Por Rodrigo Ottonello

La literatura argentina no es ni tiene por qué ser literatura sobre la Argentina. Cuaderno de Pripyat, segunda novela de Carlos Ríos, es un relato sobre las radioactivas ruinas ucranianas en torno a la explotada central nuclear de Chernobyl. De hecho no es la primera vez que un escritor local se ocupa del tema: lo hizo Juan José Saer en uno de sus últimos cuentos (“Lo visible”) y Ríos lo reconoce en un epígrafe. Sin embargo de ello no se desprende que Cuaderno de Pripyat sea la negación del color local en un momento en que buena parte de que la literatura local se aferra intensamente a la descripción de rasgos y gestos nacionales.
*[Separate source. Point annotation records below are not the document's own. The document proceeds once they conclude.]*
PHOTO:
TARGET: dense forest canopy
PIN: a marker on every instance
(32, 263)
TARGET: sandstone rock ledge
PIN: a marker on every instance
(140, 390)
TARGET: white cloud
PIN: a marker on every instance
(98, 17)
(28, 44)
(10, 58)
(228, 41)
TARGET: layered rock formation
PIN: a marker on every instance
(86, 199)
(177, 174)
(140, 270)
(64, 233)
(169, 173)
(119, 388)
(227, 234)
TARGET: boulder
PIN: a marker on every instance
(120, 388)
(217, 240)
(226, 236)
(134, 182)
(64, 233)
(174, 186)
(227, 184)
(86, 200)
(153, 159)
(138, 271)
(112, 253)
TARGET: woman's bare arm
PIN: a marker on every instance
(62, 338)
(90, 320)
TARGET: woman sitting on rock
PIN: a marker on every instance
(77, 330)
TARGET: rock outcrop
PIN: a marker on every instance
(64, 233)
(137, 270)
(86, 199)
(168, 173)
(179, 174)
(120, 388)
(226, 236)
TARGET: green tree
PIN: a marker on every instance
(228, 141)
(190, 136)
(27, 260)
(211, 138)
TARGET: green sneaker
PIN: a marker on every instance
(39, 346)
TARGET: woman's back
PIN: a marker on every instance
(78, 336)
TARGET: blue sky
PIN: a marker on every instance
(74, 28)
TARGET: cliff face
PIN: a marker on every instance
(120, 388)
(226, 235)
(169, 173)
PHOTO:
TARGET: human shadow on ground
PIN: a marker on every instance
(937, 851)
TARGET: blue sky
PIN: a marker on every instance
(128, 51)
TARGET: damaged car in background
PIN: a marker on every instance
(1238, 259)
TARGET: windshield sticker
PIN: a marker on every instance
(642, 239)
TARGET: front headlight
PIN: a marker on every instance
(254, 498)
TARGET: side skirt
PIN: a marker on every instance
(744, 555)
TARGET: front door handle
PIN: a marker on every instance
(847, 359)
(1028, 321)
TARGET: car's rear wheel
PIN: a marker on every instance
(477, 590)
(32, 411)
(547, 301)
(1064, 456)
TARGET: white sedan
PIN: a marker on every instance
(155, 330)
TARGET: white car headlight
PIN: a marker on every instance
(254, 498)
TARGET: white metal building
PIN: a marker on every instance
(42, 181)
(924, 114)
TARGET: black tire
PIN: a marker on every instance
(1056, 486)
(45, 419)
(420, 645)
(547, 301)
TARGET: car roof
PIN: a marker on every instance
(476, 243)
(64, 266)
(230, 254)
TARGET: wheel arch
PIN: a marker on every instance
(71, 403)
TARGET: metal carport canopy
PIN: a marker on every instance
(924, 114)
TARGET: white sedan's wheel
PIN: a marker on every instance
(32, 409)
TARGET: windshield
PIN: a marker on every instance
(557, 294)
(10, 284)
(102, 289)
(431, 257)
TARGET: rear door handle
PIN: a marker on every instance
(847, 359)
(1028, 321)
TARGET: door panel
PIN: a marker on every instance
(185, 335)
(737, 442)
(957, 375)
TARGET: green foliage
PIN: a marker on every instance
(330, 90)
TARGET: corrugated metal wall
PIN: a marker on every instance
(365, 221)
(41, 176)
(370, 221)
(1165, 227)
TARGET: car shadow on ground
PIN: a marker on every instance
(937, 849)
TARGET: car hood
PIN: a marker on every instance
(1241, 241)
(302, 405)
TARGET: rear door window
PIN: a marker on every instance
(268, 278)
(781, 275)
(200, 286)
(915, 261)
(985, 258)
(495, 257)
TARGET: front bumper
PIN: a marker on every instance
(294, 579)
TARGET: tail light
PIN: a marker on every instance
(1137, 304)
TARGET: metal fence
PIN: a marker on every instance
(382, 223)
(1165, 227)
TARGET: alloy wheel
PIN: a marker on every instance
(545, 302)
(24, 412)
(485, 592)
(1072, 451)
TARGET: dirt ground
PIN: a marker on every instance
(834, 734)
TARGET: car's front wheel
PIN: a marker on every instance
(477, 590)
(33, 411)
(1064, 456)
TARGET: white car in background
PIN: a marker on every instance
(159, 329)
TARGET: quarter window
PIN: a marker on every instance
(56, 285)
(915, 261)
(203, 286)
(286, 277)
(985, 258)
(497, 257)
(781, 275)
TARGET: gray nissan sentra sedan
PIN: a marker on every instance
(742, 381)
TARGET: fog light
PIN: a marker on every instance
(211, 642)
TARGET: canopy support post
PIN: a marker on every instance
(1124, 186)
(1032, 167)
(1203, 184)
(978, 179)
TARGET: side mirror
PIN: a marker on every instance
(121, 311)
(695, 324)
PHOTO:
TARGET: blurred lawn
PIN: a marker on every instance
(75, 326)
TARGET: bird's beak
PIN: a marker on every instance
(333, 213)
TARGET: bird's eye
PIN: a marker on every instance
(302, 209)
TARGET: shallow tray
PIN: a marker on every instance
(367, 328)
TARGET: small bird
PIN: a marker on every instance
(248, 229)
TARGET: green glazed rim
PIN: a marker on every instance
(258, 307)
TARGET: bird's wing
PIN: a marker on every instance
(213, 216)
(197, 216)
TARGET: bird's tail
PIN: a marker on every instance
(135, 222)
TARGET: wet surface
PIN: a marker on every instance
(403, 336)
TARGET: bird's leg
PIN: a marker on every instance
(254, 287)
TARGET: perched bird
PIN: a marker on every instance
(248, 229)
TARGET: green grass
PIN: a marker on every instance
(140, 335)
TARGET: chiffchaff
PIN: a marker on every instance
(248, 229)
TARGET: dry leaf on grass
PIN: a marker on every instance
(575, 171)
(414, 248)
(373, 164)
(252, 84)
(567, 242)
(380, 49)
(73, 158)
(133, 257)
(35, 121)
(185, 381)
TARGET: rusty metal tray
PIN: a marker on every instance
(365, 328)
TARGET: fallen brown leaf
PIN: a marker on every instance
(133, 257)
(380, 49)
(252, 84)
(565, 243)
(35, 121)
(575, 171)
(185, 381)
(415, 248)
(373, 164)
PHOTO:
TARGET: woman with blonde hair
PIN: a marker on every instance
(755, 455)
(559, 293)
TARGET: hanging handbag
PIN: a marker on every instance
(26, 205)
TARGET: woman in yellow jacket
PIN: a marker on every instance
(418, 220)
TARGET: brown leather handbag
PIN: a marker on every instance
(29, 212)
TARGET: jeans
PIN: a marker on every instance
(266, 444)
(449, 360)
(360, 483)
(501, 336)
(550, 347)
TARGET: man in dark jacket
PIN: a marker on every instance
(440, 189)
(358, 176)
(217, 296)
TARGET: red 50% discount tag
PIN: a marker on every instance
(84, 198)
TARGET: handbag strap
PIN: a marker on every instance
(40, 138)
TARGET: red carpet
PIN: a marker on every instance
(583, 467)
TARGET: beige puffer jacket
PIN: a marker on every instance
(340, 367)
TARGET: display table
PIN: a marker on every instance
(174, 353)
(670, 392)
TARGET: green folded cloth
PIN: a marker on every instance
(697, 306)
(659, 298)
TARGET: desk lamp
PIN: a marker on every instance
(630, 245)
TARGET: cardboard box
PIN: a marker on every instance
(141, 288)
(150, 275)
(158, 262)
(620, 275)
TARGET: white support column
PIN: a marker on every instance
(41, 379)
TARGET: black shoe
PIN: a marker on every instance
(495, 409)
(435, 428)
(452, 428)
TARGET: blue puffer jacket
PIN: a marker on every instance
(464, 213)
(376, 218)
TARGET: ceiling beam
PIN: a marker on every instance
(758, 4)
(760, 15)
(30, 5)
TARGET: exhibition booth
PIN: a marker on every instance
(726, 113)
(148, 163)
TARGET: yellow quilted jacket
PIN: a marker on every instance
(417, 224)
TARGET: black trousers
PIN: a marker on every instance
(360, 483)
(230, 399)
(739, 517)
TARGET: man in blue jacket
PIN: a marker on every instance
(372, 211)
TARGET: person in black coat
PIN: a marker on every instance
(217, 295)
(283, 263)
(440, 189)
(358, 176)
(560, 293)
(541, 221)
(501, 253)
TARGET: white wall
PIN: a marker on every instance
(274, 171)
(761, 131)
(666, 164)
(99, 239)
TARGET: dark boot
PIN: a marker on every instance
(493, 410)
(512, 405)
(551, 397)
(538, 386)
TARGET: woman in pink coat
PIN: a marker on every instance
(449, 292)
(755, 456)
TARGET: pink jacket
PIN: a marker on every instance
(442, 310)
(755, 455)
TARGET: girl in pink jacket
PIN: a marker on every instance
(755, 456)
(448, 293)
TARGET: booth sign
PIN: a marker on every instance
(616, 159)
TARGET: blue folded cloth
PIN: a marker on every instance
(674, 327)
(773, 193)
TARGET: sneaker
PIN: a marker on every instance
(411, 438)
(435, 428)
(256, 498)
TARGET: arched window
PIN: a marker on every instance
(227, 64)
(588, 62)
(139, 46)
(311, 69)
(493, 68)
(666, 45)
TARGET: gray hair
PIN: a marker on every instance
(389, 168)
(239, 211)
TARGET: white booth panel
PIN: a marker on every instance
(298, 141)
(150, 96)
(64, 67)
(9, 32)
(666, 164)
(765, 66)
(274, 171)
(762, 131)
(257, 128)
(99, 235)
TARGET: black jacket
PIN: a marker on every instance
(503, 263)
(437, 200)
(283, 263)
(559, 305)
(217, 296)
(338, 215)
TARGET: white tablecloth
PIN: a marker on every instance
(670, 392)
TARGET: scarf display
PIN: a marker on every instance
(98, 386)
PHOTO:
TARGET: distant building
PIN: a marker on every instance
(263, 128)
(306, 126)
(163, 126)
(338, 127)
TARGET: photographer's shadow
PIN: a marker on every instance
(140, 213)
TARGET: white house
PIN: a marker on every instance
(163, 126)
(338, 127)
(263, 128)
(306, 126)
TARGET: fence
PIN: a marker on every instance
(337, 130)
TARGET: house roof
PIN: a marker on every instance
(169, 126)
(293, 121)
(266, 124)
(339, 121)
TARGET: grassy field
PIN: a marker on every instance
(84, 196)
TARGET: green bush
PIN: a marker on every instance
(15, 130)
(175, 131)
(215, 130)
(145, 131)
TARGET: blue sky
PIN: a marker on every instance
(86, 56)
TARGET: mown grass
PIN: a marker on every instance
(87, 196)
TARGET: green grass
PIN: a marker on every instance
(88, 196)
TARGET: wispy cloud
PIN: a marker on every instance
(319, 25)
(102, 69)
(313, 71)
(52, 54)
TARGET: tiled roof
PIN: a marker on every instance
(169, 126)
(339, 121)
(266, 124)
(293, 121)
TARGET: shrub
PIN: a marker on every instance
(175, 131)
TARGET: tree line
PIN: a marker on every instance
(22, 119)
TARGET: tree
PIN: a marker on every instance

No lo es porque se despega de un localismo para aferrarse a otro: en vez del Conurbano, la periferia de la Unión Soviética.


El protagonista de la novela se dedica a mirar antes que actuar y a yuxtaponer sensaciones antes que a expresar lo que siente; llega a la ciudad de Pripyat para hacer un documental y en su habitación de hotel se dedica a componer collages; es, en definitiva, muy parecido a los argentinos pasivos y con dificultad para decir de los que nos hablaron tantos relatos de los últimos tiempos, más interesados en describir paisajes y costumbres que en narrar. Cuaderno de Pripyat se construye intercalando testimonios de habitantes de la ciudad, postales sombrías de las zonas en las que se supone que no debería vivir nadie, escenas de vidas contaminadas por la radiación y retazos de los pensamientos torturados de su protagonista. El conjunto luce descompuesto, tal vez en un intento deliberado por dar cuenta del mundo en ruinas del que habla. Ello no quita que haya pasajes intensos, crueles y hermosos, como aquél en que los bueyes plantean revelarse contra los carniceros y destruirlos, pero enseguida se preguntan si luego no serán otros hombres quienes buscarán sus carnes y si eso no será aún peor. Son fragmentos cuyos diálogos con los otros fragmentos quedan en silencio para el lector, quien oscila entre reconstruir lo que no se dice o resignarse y aceptar que solo hay destrozos.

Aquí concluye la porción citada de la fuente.